Got it. Then, you know, since we have Alex on the panel, I'll throw in a financial question.
Awesome.
I think, you know, one of the standouts of Glaukos relative to, you know, other spin caps in med tech is that the gross margin has always been incredibly healthy, right? 80%+. That's something that you've been able to maintain even as you've launched this, you know, new cadence of new products. You know, with iDose coming onto the scene, with all of these new products coming onto the scene, how well can you really sustain that 80%+? Then when we think about just your margin profile in general, there's clearly a lot to invest into. Is there a point, you know, in the next four to five years where we will hear you say, "Hey, you know, we've got all the products...
Not all the products we want, but a healthy portfolio of products, and now, you know, we want to focus on profitability?
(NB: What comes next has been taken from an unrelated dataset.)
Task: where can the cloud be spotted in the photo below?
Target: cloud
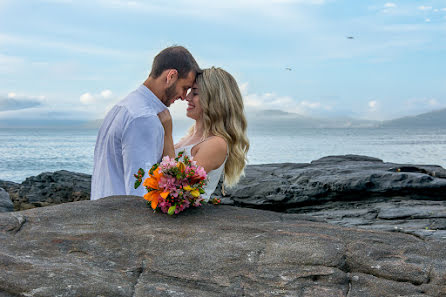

Yes. No, I have a few seconds here. Let me just say this. First of all, I think it's important for everyone to know that in the current macro environment, Glaukos as well as a lot of other companies are gonna be very focused on, you know, monitoring their cash, investing prudently in the business. As you've heard Tom present and Joe talk about today, we have a lot in our pipeline that we will prudently invest in 2023. We do anticipate to continue to maintain those same margins that we've historically experienced. We don't see anything changing in the near term. We'll continue to enjoy those, and we're proud of those margins.
Lastly, to your question, just to end up, absolutely, once we get on the other side of iDose, that's our expectation, is to start to look at how we leverage the model and how do we get it into that cash flow positive type of situation that all investors are looking for.
Okay. Well, thank you everyone. You know, we'll end it there.
Thank you for joining us tonight, guys.